Могёть силой могутной своей прогнать с небушка тучи тёмны, властны и освободить воз Асура Ра, для сугрева оземи. Бываеть СтриБог и сёрдитым, и тадысь насылаеть вон на землюшку ветровороты вздымающие пыль столбом, веялицы да бураны закидывающие Бел Свет снегами.

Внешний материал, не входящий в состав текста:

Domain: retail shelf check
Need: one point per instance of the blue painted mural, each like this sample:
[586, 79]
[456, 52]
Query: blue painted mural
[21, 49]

Токась гневится СтриБог нечасточко, то светлый Асур, и беросы испокон веку почитають его за силу и старшинство у роду Ясуней— Богов. Ведь и само имячко евойно значить — старший Бог творящий единство… Да и сице оно и було засегда, вже аки Род упервый сиг своей жизни вздохнувши… выдохнул его— первого Асура рьяного, бушующего СтриБога. И поелику вон у начале начал вкупе со Сварогом и его сынами победил Чернобоже, творя то самое единение сил Добра и Света. Гутарят беросы, шо Стрибог— это седовласый старец, у него долги густы волосы, седая, длинная, вихрастая борода и усищи. Тёмное одеяние, ово ли серое, ово ли бурое, вукрываеть дюжее тело, а у кремнястых руках держит СтриБог прямые стрелы-ветры с острыми наконечниками и посылаеть их у Бел Свет… И тады ж по землице— матушке пролетает лёгкий ветерок, колышет вон травы, да веточки, былинки, да волосы. Ну, а коли наберёть у полну грудь ярый Асур воздуха да дунеть, выйдеть из того дыхания мощный, порывистый ветер, взметнёть он кверху листву и малешенькие веточки, пригнёть травы к оземи, сломит ветви, а ежели пожёлаеть и цельны дерева. Супруга СтриБога то златокудрая, раскрасавица Немиза. И ужотко она доброго нраву, и николиже не сёрдится. Немиза посылаеть людям у помощь токмо теплые аль прохладные потоки ветров, як кады каки нужно, она жалеить дерева и травы, и оглаживаить их своей божественной рукой и вони ласковенько лобызают её у белу длань. Много у СтриБога и Немизы сынков да внуков, таких же мощных и буйных як и отец, трепетных и нежных як матушка. Старшим из сынов значитси Бог Зимнего ветра, кружалок да метелей, Позвизд, он сёрдитый и порывистый Асур, не вставай на его стёжке засыпить снегом, свалить с ног, да ащё и посмеётьси, вже так гневлив. Бог Провей то, шо Осенним ветром кличуть, вон суховатый и резкий, но редко сердится, любить пролётеть над чернолесьем да ураз тряхануть дерева, абы вукрыть оземь чудной, яркой, разноцветной полстиной.
Подага — Асур весеннего ветра неожиданный, да веселый тот Бог, он и мелкой капелью осыплеть человека, и закидаеть лепестками цветущих деревов, а опосля ласковенько проведеть тёплой рукой по волосам. Ну, а самый добрый из Асуров, похожий и обликом, и нравом на Немизу— Догода, Бог Летнего ветра, тёплый и лёгкий, он приносить прохладу жарким летним деньком. Имеютси сынки и помладше у СтриБога: Сиверко, Югъный, Западъный, Всточный, те, шо прилетають с разных сторон Бел Света; Полуденик и Полуночник те, шо резвятси, роятся днём або ночью. А ужось внуков СтриБога и вовсе не перьчесть, занеже у кажном леску, пожне, елани притаилси слабый иль порывистый ветерок, играющий листвой, колыхающий травами и злаками, смеющийся али постанывающий. И яриться, горячиться, ходить по Бел Свету сам СтриБог, его супруга Немиза, да их детки и внучатки, оттогось и слышится беросам громка песня, мелодия вызываемая игрой на кугикле, домре, варгане али бубнах, слышатся трели птиц, рык зверей, чудится запах цветущей липы, али сухостоя трав, печёного хлеба да парного молочка.